Other people, however—like Paul, and my stepnieces—found this psychic energy stimulating rather than draining, and enjoyed having twice as many playmates as their friends (even if no one but them could see them) . . . or making twice as much money because of it.

I was already feeling a lot of guilt for not having picked up sooner rather than later on all the clues about the triplets, and for many of the things I’d done to NCDPs in front of them.

The question now was, how much of it had they understood? And just what, precisely, was their relationship with Lucia? Were their lives really in danger from the little girl? Or was she, as the girls insisted, a playmate? It seemed hard to believe that creature who’d tried to drown me in the pool and nearly killed Father Dominic and seemed slowly to be draining the life from Becca Walters was on friendly terms with anyone.
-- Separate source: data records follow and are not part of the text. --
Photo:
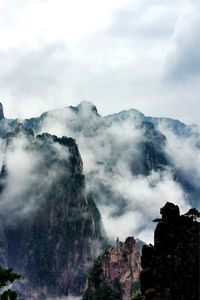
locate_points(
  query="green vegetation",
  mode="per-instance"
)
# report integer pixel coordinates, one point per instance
(7, 276)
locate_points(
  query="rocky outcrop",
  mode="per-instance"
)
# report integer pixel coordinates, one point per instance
(115, 274)
(171, 266)
(53, 234)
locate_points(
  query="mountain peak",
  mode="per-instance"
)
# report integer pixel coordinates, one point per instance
(85, 107)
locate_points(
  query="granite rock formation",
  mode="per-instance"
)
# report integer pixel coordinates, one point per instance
(50, 230)
(115, 275)
(170, 268)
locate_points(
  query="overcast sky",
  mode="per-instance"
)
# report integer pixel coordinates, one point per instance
(118, 54)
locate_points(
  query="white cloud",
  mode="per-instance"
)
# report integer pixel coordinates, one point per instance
(119, 54)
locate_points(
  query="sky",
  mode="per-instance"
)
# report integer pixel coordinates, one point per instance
(118, 54)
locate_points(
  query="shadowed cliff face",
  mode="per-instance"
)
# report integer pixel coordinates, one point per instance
(171, 266)
(50, 228)
(115, 274)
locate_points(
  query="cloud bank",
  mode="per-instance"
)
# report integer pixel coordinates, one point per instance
(118, 54)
I wished, for the hundredth time that evening, that Father Dom were not lying unconscious on the third floor of St. Francis Medical Center. He would have known exactly what to do—not only about the triplets, but about Lucia.

Then again, his conviction that he’d known what to do about Lucia was how he’d ended up in the ICU in the first place.

We were on our own with this one.

We’d had no luck questioning the girls back at the hospital, nor later when we’d arrived bearing pizza. Brad had been anxious to get them bathed and fed before Mommy got home, and the girls had been too excited about having Uncle Jesse and Aunt Suze over to rationally answer any of my questions about their new friend Lucy.